Hostile or non-engaging families

 

Hostile/Non-engaging parents and carers

The Child Protection Committee has published Guidance for practitioners working with hostile and/or non-engaging parents and carers.  Practitioners should refer to this where there are concerns related to this area.

 

Evidence shows that some adults will deliberately evade practitioner interventions aimed at protecting a child. In many cases of child abuse and neglect, this is a clear and deliberate strategy adopted by one or more of the adults with responsibility for the care of a child.  It is also the case that the nature of child protection work can result in parents and carers behaving in a negative and hostile way towards practitioners.

 

The terms hostile, 'non-engagement', 'non-compliance' and ‘disguised compliance’ are all terms used to describe a range of deliberate behaviour and attitudes, that amount to an underlying resistance to accepting support, or in more serious cases wilfully deceiving protective agencies to continue the abuse of children.  The behaviours below indicate some of the behaviours that would heighten concerns:

 

  • failure to enable necessary contact, e.g. missing appointments, or refusal to allow access to the child or to the home;
  • active non-compliance with the actions set out in the Child's Plan disguised non-compliance, where the parent/carer appears to co-operate without actually carrying out actions or enabling them to be effective; and
  • threats of violence or other intimidation towards practitioners.

 

Further information on the definitions can be found in theguidance.

 

All practitioners and managers should be alert to a parent and/or carer who is, or is becoming, hostile and/or non-engaging/disguised compliance. They should also know how to respond effectively. The guidance assists practitioners in this. It is recognised that working with a parent and/or carer who is, or is becoming hostile and/or non-engaging is very challenging. In many cases practitioners will find this very difficult and intimidating. This will, without doubt, have an impact on the practitioners directly involved with the child, young person and family. In these circumstances, support from Line Managers/Supervisors is vitally important as is robust supervision of staff.
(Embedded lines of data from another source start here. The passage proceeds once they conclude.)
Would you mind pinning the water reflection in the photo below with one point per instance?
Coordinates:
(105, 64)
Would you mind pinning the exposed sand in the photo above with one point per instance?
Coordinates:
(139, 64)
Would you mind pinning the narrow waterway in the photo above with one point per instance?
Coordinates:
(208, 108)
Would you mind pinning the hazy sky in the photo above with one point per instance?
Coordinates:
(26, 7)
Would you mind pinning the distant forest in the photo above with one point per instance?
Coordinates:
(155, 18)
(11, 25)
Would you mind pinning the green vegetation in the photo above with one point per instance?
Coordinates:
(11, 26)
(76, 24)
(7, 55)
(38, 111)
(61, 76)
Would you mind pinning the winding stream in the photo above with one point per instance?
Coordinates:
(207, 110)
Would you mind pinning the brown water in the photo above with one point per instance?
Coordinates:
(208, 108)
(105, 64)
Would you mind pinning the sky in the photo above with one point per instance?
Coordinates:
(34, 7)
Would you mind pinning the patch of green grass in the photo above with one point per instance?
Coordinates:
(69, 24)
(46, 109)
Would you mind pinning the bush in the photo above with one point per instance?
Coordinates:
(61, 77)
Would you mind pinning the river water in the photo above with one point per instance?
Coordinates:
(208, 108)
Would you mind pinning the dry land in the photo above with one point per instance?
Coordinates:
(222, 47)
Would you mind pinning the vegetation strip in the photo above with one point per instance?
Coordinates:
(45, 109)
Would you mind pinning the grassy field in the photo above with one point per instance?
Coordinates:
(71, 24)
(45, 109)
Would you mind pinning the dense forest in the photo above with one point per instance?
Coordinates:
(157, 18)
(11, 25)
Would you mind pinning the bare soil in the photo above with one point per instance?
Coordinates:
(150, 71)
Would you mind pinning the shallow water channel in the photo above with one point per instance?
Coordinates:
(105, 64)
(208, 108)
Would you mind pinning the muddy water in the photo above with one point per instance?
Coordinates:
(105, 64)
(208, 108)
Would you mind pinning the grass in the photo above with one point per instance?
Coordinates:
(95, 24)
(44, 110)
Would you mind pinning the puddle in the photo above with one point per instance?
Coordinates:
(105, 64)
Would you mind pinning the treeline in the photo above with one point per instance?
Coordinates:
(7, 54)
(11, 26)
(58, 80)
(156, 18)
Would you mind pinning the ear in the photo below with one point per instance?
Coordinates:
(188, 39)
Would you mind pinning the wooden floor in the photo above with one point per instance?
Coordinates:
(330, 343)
The guidance considers this in detail (insert hyperlink)

 

 

Non-engagement and non-compliance, may point to a need for compulsory or emergency measures.  In these often challenging situations, staff may need access to additional or specialist advice to inform their assessments and plans.  As well as access to specialist advice every agency in Fife should as a priority provide support to staff to ensure their safety.  This support should be explicitly expressed in single agency policy and procedures and should lead to practical measures to ensure that risk is minimised for staff and effective debriefing is available.

 

 

If a family fails to engage by missing appointments, not responding to letters etc., this failure should be recorded.  (NHS Fife practitioners can refer to Unseen Child policy)In addition, records should be kept of the extent and seriousness of this resistance to engage and what are the potential risks to children.  Decisions following this assessment should also be recorded.

 

 

For children subject to multi-agency child’s plans there is an onus on all agencies that contribute to the plan to think flexibly and innovatively, ensuring that those best placed to achieve engagement are utilised to address the resistance to contact.